The baseline for the revival was whether Mulder and Scully still worked. For the most part, that's been proven true -- I still love watching those two bounce off one another, the passage of time only adding to the long history between them.
Given all that, I can't figure out why the last two episodes do their damnedest to make sure Mulder and Scully aren't even in the same room together. In the finale, a mess on just about every conceivable level, they don't have a single line of dialogue with one another until the closing moments Are you kidding me?
You had one job, X-Files! The one thing you needed to nail -- the only thing that mattered -- was a satisfying conclusion (or extension) of their relationship. Despite the plotting missteps along the way, that arc seemed like it was finally heading somewhere, with Mulder and Scully reconsidering their difficult decision to give up their son, fearing he'd be targeted by those in the shadows. As they grew older and the world began to move on, their hearts grew heavy.
Talk about a missed opportunity.
I wish it was the only problem with the episode. I mean...
- Why bring back Skinner if you're not even going to use him?
- Fox Mulder, Mr. Conspiracy, has a phone tracking app on his desktop?
- Why would anyone actually pay attention to Tad O'Malley?
- Are we supposed to believe Scully fixed a worldwide epidemic because she's saved a single hospital? How could they mass produce her DNA in time?
- The long-awaited showdown between Mulder and The Smoking Man spends half the time with Mulder lying on the floor?
- I'm still upset Mulder and Scully barely ever talked to one another?
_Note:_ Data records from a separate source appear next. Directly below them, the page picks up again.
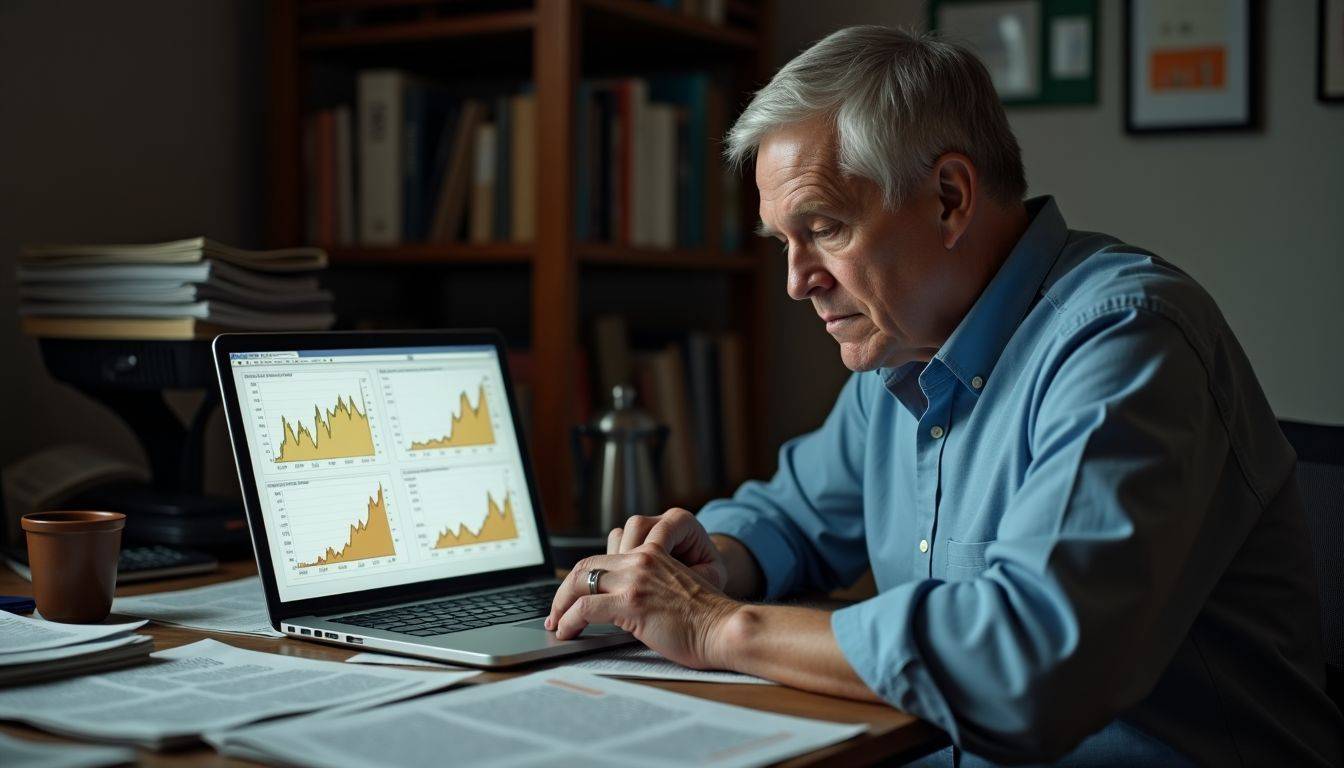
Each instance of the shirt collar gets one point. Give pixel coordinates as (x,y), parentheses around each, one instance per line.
(975,346)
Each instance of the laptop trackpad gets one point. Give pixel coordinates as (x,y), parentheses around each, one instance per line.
(590,631)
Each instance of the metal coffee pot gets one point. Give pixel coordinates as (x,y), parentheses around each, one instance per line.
(618,466)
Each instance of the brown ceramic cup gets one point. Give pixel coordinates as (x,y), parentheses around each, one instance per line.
(73,558)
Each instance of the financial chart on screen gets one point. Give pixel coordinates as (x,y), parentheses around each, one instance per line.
(385,467)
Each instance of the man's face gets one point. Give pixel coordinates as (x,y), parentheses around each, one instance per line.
(880,280)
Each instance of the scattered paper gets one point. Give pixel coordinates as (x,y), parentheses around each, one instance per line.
(18,753)
(399,662)
(233,607)
(206,686)
(20,634)
(641,662)
(553,717)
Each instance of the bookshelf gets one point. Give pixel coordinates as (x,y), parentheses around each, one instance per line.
(554,45)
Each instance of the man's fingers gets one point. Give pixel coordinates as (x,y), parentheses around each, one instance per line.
(635,530)
(575,584)
(672,529)
(588,609)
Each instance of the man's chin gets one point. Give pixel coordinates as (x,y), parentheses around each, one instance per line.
(858,358)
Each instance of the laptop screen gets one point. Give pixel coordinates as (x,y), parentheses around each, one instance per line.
(382,467)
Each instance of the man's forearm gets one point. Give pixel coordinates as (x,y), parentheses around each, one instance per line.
(745,580)
(789,644)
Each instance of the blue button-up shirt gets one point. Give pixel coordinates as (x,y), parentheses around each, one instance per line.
(1081,515)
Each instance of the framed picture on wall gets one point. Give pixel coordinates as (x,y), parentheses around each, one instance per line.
(1191,65)
(1329,51)
(1036,51)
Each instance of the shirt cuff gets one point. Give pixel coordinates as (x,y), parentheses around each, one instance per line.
(878,638)
(762,538)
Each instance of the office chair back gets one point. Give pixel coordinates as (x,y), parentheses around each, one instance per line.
(1320,475)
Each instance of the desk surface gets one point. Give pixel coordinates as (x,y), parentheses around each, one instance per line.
(891,733)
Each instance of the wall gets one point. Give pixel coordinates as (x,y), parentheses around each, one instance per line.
(122,123)
(1257,218)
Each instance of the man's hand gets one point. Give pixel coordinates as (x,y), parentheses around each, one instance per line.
(665,604)
(679,534)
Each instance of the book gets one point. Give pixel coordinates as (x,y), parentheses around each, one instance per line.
(450,205)
(200,272)
(344,175)
(612,346)
(171,292)
(379,104)
(481,226)
(523,167)
(660,377)
(503,171)
(174,252)
(656,207)
(221,312)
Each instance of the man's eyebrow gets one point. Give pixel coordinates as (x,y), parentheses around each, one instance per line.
(804,209)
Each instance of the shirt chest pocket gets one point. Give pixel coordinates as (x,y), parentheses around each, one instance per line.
(965,560)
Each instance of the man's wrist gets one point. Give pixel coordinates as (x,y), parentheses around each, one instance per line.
(731,635)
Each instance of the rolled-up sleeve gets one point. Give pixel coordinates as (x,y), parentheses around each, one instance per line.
(1101,562)
(805,526)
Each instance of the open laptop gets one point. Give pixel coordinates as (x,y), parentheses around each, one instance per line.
(390,499)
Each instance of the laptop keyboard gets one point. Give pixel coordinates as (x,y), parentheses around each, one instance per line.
(458,613)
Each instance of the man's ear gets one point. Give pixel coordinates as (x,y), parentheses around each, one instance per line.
(957,191)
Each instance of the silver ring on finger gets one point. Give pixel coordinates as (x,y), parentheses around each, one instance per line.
(594,574)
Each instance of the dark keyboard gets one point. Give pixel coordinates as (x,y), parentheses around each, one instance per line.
(458,613)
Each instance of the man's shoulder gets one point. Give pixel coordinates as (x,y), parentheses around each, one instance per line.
(1098,275)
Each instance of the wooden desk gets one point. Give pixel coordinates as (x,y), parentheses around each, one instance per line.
(893,736)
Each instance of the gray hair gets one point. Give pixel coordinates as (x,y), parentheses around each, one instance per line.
(898,101)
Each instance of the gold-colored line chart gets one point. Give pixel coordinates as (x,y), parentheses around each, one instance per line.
(444,413)
(316,423)
(336,525)
(467,510)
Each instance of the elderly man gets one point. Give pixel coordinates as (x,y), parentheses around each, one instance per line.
(1054,456)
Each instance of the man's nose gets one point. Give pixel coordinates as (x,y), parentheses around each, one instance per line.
(807,276)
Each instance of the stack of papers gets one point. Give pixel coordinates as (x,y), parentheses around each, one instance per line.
(168,289)
(34,650)
(203,687)
(16,753)
(233,607)
(554,717)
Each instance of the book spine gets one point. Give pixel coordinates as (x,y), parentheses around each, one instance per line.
(503,174)
(325,182)
(414,178)
(483,184)
(523,160)
(582,162)
(379,94)
(344,176)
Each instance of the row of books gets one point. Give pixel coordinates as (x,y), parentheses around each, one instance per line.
(179,289)
(415,162)
(696,386)
(647,167)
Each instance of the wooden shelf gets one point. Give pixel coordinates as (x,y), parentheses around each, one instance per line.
(460,253)
(633,14)
(608,254)
(441,28)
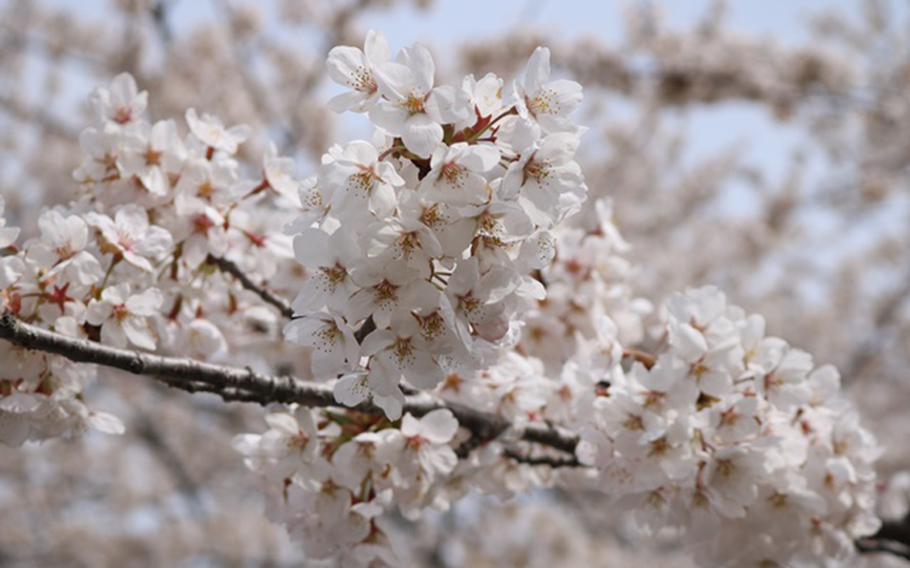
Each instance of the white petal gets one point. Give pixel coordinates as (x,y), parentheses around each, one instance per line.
(421,134)
(438,426)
I just wanted Mulder and Scully to track down another weirdo like the Flukeman. The X-Files has always been at its weakest when the stakes were raised beyond the main characters because it's a show about those characters. I cared about Mulder's sister because I cared about Mulder. I cared about what happened to Scully when she was kidnapped because I cared about Scully.
Everything else? Eh.
I suspect The X-Files will be back (again) in a few years with some episodes that try to bring actual closure. We don't know who's piloting the UFO that showed up in the final seconds, but given Scully musing about their son, it seems likely said child has been keeping tabs on them. Plus, a UFO in plain sight flips the show's mantra on its head; the truth really is out there and everyone can see it.
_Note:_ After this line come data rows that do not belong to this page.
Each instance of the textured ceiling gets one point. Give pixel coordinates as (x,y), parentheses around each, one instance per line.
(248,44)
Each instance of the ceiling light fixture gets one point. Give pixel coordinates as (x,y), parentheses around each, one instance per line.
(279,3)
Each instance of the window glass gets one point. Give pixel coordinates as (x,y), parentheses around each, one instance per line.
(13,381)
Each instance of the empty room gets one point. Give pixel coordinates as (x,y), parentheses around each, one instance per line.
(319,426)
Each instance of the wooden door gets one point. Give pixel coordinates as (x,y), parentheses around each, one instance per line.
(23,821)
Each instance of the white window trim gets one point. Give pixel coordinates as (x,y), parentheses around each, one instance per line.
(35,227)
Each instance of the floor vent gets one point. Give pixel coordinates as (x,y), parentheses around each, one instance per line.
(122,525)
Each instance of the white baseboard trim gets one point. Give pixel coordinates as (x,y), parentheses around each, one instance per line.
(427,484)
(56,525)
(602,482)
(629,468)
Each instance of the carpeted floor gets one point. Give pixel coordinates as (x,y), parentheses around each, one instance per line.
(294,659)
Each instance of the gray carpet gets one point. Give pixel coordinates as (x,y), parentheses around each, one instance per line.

It's hard to imagine the episodes would focus on anything but wrapping up the remaining loose ends of the series' mythology, and that's a depressing thought.
Is there a way we can pretend none of this happened and just lock Mulder and Scully in a basement again to track down a bunch of weirdos? Who cares what was supposed to happen in 2012? Who cares what The Cigarette Man is up to?
There's no use saying I won't watch future episodes. I will, of course, because I am weak. In an ideal world, Carter would step back from his creation and let other people step in. That seems unlikely. Carter started this train, and he's going to end this train. One way or the other, we're going to the last stop.